You can't say "\u" + "0000", because the parsing of escape sequences happens early in the process, before the actual compilation begins. By the time the strings would be tacked together, escape sequences are already parsed and won't be again. And since \u is not a valid escape sequence on its own, you get an error about it.

cHao
  • 84,970
  • 20
  • 145
  • 172
2

You can't separate a string literal like that. The special sequence inside the quotes is a directive to the compiler to insert the relevant Unicode character at compile time so if you break it into two pieces it is no longer recognized as a directive.
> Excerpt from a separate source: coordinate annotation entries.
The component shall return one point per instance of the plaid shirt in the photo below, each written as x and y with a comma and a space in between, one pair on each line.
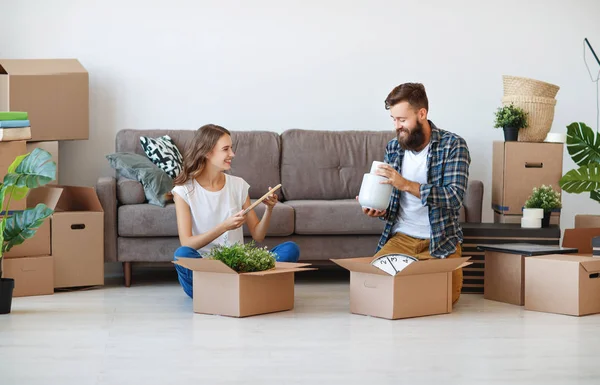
447, 176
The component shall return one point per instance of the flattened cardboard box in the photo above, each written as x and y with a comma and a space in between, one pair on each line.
518, 167
563, 284
32, 275
40, 243
78, 238
220, 290
8, 152
504, 273
420, 289
54, 93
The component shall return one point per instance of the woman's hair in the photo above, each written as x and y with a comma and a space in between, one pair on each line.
194, 157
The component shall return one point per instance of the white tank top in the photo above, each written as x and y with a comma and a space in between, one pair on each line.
210, 208
413, 216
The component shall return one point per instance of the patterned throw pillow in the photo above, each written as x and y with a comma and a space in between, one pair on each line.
164, 153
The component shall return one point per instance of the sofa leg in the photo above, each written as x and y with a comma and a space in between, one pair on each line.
127, 273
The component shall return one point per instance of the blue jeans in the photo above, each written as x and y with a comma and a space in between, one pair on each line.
285, 252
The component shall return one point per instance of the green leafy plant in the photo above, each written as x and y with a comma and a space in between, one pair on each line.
26, 172
544, 197
244, 258
583, 144
510, 116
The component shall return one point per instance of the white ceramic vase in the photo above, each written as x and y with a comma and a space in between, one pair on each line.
374, 194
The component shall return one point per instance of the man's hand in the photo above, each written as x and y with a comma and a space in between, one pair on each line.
372, 212
397, 180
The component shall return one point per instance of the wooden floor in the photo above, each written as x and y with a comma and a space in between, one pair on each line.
148, 334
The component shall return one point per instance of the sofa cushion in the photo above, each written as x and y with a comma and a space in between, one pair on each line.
130, 192
144, 220
344, 216
256, 154
328, 164
155, 181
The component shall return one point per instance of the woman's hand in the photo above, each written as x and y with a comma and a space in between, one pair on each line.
235, 221
271, 200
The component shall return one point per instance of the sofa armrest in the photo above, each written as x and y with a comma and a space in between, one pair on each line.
106, 189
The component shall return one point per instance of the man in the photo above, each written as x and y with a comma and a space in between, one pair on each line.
429, 169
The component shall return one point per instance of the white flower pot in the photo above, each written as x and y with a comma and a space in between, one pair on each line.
373, 194
533, 213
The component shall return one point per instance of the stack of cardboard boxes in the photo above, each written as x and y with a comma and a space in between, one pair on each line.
517, 168
67, 250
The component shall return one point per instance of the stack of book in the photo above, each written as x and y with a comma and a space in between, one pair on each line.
14, 125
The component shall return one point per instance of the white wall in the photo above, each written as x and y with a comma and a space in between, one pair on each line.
275, 65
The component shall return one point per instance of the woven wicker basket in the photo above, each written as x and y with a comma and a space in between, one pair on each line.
514, 85
540, 114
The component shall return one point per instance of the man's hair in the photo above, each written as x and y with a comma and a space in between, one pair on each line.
413, 93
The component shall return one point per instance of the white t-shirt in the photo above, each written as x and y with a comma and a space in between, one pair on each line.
210, 208
413, 217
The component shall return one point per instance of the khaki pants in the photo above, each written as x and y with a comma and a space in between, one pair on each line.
419, 248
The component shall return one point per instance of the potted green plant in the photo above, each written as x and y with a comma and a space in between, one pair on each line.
545, 198
511, 118
583, 144
243, 258
26, 172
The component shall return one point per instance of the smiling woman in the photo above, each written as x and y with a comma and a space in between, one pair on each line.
212, 206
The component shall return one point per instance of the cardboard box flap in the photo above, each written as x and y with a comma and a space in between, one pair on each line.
361, 265
431, 266
40, 66
279, 271
46, 195
77, 198
591, 266
205, 264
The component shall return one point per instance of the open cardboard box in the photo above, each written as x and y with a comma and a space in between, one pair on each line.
563, 284
220, 290
420, 289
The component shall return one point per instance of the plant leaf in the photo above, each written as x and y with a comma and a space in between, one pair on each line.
36, 169
585, 178
22, 225
13, 166
583, 144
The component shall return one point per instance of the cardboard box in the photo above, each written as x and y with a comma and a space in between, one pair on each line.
32, 275
220, 290
508, 218
52, 148
518, 167
78, 238
39, 244
54, 93
563, 284
420, 289
504, 274
581, 238
8, 152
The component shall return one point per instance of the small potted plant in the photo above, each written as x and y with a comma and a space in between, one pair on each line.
511, 118
26, 172
243, 258
545, 198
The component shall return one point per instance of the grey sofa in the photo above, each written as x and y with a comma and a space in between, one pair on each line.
320, 172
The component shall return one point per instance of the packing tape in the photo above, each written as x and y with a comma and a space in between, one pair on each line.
531, 223
555, 137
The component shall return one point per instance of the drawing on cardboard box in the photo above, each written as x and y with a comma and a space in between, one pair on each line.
393, 263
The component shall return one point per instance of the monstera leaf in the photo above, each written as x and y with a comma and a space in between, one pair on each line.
583, 144
34, 170
22, 225
585, 178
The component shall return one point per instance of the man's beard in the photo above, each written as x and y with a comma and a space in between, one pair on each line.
414, 140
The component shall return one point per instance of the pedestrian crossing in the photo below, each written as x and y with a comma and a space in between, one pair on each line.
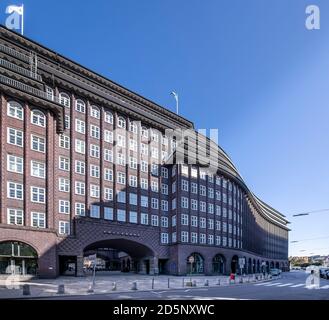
287, 285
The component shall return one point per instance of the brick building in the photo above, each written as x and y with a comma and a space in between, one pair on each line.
86, 165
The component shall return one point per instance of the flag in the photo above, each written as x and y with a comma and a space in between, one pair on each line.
13, 8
To programatically generate a UTF-16 character based on its Unicode codepoint number you could use the Standard Library Unicode converson functions. Unfortunately there is no direct conversion between UTF-32 (Unicode codepoints) and UTF-16 so you have to go through UTF-8 as an intermediate value:

// UTF-16 may contain either one or two char16_t characters so
// we return a string to potentially contain both.
///
std::u16string codepoint_to_utf16(char32_t cp)
{
    // convert UTF-32 (standard unicode codepoint) to UTF-8 intermediate value
    char utf8[4];
    char* end_of_utf8;

    {
        char32_t const* from = &cp;

        std::mbstate_t mbs;
        std::codecvt_utf8<char32_t> ccv;

        if(ccv.out(mbs, from, from + 1, from, utf8, utf8 + 4, end_of_utf8))
            throw std::runtime_error("bad conversion");
    }

    // Now convert the UTF-8 intermediate value to UTF-16

    char16_t utf16[2];
    char16_t* end_of_utf16;

    {
        char const* from = nullptr;

        std::mbstate_t mbs;
        std::codecvt_utf8_utf16<char16_t> ccv;

        if(ccv.in(mbs, utf8, end_of_utf8, from, utf16, utf16 + 2, end_of_utf16))
            throw std::runtime_error("bad conversion");
    }

    return {utf16, end_of_utf16};
}

int main()
{
    std::u16string s; // can hold UTF-16

    // iterate through some Greek codepoint values
    for(char32_t u = 0x03b1; u < 0x03c9; ++u)
    {
        // append the converted UTF-16 characters to our string
        s += codepoint_to_utf16(u);
    }

    //  do whatever you want with s here...    
}
Galik
  • 47,303
  • 4
  • 80
  • 117
1

What you're trying to do is not possible. C++ parsing is split into multiple phases. Per [lex.phases], escape sequences (in phase 5) are escaped before adjacent string literals are concatenated (phase 6).